L’élève est donc conseillé au long de son parcours scolaire et fait ses choix en fonction de ses propres intérêts. Vives insiste sur le danger qui consiste, pour les parents, à vouloir imposer des études à leurs enfants.
De plus, il attire l’attention sur l’influence qu’a l’opinion du professeur sur les performances de l’élève. Il s’agit donc d’une mise en garde de l’étiquetage : l’élève s’adapte à l’image que le professeur a de lui. Le maître doit donc garder les espoirs les plus élevés.
Il est important que l’élève se sente apprécié et estimé. Dans ce domaine, Vives rejoint la psychologie humaniste contemporaine. Il préconise une affection paternelle du professeur envers l’élève. Le maître doit gagner l’affection de l’élève et l’encourager sans cesse tout en le corrigeant. Les châtiments sont donc hors de question.
Pour Vives, l’expérience est à la base de tout apprentissage. L’apprenant est donc actif et suit la démarche suivante :
Il faut d’abord réaliser grand nombre d’expériences avant que d’en déduire des modèles et des règles.
On constate donc une forte analogie avec les pédagogies actives actuelles : l’apprenant vit des expériences dans son entourage qu’il exploite afin de le comprendre.

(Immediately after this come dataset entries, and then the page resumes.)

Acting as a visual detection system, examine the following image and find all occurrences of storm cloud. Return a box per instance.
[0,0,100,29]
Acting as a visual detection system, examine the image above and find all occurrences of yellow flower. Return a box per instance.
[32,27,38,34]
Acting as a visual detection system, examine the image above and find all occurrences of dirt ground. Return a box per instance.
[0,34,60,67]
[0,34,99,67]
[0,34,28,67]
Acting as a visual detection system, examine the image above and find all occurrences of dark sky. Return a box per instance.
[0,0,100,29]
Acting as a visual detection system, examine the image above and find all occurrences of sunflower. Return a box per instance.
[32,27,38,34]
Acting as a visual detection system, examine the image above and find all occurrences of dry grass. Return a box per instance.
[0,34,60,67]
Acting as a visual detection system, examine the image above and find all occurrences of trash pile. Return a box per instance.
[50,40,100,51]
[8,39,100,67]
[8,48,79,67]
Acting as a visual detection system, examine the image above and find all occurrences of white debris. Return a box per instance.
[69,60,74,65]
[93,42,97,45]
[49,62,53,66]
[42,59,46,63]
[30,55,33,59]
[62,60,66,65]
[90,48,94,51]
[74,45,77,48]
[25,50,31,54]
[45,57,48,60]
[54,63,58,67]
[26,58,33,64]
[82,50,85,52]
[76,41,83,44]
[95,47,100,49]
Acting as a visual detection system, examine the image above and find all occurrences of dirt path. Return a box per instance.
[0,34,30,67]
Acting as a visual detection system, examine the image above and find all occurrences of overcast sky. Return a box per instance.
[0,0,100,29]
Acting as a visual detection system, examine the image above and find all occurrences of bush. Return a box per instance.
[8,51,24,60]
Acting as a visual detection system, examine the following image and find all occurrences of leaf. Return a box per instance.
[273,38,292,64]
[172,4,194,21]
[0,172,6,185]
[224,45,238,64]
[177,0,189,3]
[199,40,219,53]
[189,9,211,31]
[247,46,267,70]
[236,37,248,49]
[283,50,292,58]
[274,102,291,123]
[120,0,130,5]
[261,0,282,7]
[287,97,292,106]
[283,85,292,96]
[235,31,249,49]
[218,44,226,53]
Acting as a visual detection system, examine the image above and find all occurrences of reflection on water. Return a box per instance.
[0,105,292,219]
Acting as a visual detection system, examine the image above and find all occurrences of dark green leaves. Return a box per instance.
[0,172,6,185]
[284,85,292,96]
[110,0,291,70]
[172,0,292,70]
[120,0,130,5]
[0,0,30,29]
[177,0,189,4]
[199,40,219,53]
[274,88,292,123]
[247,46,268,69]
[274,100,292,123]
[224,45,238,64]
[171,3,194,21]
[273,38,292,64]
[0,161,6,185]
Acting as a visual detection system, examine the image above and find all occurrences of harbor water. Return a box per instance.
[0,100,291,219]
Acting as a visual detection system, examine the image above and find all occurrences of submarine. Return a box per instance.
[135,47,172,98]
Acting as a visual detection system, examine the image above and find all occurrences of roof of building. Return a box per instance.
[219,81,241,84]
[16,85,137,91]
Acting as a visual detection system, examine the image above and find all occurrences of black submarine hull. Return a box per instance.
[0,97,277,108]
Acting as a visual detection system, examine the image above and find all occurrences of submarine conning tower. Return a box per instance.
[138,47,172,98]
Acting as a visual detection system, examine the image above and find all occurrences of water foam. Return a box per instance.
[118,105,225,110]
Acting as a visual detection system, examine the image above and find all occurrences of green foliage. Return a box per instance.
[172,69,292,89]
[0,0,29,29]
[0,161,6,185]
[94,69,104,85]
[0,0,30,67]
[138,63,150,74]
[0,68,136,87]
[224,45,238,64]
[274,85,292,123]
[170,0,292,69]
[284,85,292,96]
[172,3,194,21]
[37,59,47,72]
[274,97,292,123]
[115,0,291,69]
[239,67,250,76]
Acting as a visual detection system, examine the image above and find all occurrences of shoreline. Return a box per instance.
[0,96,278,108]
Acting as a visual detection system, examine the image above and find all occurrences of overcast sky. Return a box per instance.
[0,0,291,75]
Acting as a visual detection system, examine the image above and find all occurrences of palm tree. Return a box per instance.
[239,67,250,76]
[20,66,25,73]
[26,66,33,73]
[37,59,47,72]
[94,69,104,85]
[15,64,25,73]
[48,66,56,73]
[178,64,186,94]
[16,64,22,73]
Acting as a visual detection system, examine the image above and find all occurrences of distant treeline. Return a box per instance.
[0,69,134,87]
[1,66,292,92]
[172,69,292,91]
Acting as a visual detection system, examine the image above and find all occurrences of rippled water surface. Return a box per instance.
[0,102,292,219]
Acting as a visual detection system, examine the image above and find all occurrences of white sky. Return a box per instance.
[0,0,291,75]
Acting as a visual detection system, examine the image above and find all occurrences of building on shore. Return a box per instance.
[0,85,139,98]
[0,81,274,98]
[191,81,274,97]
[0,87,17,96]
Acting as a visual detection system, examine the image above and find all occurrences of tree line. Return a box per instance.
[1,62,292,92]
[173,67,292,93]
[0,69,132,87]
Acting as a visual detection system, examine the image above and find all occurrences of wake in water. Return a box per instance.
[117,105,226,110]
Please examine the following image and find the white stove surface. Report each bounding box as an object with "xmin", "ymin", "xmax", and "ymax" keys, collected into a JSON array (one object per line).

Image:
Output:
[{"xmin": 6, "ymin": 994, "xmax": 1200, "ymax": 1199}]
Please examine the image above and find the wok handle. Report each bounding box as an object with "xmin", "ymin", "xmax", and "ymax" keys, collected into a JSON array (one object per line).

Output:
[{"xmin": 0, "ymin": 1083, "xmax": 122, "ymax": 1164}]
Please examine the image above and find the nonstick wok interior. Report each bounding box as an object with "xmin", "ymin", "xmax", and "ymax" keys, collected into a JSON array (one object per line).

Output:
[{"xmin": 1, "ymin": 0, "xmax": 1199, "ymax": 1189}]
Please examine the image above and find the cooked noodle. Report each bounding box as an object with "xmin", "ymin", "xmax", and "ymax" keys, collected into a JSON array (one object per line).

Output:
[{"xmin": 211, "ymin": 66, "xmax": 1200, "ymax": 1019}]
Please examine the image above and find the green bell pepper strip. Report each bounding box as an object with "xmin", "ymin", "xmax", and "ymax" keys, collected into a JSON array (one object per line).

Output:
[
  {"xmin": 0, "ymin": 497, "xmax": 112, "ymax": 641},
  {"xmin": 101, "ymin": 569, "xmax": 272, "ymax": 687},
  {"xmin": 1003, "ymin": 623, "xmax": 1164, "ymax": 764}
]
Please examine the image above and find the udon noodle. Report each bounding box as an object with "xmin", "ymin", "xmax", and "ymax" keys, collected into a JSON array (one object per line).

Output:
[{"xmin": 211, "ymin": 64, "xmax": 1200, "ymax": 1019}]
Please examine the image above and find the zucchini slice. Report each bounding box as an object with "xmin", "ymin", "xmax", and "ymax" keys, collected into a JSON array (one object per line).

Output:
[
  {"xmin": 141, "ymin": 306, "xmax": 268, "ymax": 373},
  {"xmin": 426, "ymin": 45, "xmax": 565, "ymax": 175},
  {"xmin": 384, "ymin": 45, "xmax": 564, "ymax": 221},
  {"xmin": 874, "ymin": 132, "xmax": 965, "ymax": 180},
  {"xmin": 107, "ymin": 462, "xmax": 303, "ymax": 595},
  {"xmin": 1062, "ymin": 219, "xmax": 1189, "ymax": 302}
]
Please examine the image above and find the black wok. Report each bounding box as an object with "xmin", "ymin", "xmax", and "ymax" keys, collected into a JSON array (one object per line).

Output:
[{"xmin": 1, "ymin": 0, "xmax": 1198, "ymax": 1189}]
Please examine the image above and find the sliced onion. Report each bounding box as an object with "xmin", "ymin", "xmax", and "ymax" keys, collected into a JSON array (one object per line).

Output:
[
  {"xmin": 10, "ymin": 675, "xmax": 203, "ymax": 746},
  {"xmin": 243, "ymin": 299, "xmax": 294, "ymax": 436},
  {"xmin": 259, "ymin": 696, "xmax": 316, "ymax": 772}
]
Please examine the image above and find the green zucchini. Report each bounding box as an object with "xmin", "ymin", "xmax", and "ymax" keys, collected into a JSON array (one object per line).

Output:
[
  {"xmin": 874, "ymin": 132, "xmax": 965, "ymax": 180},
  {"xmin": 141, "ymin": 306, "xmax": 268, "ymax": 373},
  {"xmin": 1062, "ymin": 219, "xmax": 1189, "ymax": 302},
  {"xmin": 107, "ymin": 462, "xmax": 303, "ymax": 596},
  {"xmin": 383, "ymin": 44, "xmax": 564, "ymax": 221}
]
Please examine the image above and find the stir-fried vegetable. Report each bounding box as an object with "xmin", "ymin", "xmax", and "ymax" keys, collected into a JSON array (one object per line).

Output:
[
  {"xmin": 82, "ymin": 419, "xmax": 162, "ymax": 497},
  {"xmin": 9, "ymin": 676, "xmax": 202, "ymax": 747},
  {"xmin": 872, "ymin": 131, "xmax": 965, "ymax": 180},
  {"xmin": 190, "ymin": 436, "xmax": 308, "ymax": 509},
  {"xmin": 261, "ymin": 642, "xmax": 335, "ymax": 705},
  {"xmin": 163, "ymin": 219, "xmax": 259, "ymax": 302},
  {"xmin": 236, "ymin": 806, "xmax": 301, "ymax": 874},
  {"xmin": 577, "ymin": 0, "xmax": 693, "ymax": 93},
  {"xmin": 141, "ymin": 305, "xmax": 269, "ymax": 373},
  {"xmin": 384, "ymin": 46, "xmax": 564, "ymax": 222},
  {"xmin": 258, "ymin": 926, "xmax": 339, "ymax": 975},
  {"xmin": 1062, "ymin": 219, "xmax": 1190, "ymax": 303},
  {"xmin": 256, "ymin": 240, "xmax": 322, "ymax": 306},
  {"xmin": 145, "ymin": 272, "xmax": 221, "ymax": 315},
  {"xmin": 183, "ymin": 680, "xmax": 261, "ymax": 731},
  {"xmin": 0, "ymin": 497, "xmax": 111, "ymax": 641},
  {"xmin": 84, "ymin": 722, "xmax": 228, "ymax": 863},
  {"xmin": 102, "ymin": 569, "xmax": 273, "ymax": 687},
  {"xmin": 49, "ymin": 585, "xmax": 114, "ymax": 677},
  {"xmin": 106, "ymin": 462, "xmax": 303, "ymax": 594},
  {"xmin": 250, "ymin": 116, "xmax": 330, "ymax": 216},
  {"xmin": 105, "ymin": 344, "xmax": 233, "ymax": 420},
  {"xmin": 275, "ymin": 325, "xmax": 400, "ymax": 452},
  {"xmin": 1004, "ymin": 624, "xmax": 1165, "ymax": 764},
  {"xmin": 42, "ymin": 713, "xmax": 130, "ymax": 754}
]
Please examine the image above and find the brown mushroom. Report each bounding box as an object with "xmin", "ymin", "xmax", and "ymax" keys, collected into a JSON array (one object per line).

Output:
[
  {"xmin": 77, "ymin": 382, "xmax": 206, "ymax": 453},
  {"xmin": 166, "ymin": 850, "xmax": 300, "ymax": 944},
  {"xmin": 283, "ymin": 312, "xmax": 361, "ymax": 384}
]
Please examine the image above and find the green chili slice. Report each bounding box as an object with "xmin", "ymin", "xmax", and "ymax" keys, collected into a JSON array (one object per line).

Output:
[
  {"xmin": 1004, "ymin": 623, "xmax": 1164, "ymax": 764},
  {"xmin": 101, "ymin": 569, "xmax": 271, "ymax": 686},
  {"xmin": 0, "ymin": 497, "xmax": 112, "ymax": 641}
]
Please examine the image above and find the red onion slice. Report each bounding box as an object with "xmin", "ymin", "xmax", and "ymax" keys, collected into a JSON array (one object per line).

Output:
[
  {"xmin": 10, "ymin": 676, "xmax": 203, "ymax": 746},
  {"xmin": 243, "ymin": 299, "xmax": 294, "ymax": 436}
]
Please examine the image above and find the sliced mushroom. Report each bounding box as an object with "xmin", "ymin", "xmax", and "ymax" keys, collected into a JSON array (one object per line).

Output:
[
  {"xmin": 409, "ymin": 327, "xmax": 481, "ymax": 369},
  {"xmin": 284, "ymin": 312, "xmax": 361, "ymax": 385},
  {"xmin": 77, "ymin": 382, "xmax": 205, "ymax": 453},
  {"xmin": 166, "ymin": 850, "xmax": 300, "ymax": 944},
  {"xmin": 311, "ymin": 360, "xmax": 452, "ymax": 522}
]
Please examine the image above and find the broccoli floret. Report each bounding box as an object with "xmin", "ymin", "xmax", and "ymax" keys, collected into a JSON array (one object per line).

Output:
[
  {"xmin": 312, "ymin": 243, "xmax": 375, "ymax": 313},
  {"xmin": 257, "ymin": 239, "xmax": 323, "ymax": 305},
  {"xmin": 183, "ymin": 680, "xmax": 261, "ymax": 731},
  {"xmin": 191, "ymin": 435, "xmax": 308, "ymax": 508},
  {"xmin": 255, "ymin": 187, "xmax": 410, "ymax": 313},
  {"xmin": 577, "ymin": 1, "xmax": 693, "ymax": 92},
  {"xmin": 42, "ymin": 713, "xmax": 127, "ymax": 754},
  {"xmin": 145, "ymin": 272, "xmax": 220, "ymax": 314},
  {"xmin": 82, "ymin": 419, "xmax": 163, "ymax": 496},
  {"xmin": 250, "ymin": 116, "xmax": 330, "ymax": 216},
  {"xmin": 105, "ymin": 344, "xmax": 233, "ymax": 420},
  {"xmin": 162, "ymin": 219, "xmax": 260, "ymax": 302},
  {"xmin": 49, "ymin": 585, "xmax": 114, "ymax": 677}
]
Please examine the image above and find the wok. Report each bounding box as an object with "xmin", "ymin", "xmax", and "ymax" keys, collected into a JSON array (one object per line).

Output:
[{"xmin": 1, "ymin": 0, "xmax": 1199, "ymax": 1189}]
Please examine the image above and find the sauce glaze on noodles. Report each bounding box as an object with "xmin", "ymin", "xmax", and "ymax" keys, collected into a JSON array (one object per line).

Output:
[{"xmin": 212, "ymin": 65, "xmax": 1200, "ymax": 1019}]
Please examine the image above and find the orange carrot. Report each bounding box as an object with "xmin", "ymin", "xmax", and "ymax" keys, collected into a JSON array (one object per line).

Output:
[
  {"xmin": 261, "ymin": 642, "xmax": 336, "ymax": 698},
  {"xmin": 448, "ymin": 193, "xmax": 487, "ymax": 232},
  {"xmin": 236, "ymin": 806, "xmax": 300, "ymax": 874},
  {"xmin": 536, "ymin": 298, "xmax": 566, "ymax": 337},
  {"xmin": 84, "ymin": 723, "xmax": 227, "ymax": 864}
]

Vives veut former les élèves à l'éloquence, car celui qui sait le mieux parler triomphe parmi les hommes, d’où la nécessité de l’éducation à la rhétorique. Pour Vives, la rhétorique ne sert pas uniquement à plaider devant des tribunaux ou à faire des discours politiques : elle est essentielle à la bonne administration.
Un thème essentiel et très actuel de Vives est l’apprentissage de la langue. Idéalement, tout le monde devrait parler une même langue universelle qui serait le latin vue son importance dans les arts et les sciences. Pour y concourir, Vives demande que l’on crée dans la plupart des villes des écoles d’enseignement des langues, non seulement des trois plus courantes, le latin, le grec et l'hébreu, mais aussi l’arabe, et même différents dialectes.
Vives énonce des règles précises concernant les méthodes d’apprentissage et d’enseignement de la langue et indique les auteurs et les passages recommandés : Cicéron, Sénèque, Plutarque, Platon, saint Jérôme et saint Augustin. Chez les modernes, il n’oublie ni l' Enchiridion d’Érasme, ni l' Utopia de Thomas More.
Dans sa Méthode d'éducation des enfants (1523), il définit la progression des apprentissages au cycle d’enseignement précédant les études universitaires :
Dans De institutione feminae christianae (L’Instruction de la femme chrétienne, 1523), Vives traite l’éducation de la femme.
Alors que le débat fait rage sur la question de l’accès des femmes au monde de l'écrit, il se place très clairement en faveur de l'enseignement des lettres à celles qui montreraient une bonne disposition pour l'étude. Il le limite toutefois à l’assimilation de la lecture qui doit se faire exclusivement à partir d'ouvrages de morale afin de ne pas corrompre la vertu de l’élève. Il émet par ailleurs des réserves quant à l’enseignement de l’écriture et précise que les jeunes hommes devront recevoir une formation plus ample et plus ouverte sur le monde.
L’ouvrage s’étend ensuite sur le comportement adéquat pour les jeunes filles qui doivent préférer avant toute chose la vertu. Elles doivent être initiées depuis leur plus jeune âge à la correcte tenue d'une maison ainsi qu’à l’oraison qui doit être constante et sincère. En ce qui concerne la tenue vestimentaire, la femme doit savoir se modérer et faire preuve de décence. Il la contraint d’ailleurs à sortir le moins possible de chez elle pour éviter les tentations et les mauvaises langues qui pourraient ruiner sa réputation et celle de sa famille.
Pour cet humaniste et érasmiste, la formation des jeunes filles engage avant tout le futur niveau moral de la société dans laquelle il vit.
Vives souligne l’importance de l’environnement du lieu d’apprentissage qu’est l’école.
Différents facteurs comme le risque d’épidémies, la présence d’aliments sains, l’isolation de tout voisinage bruyant et des voies publiques, etc. déterminent l’emplacement des écoles.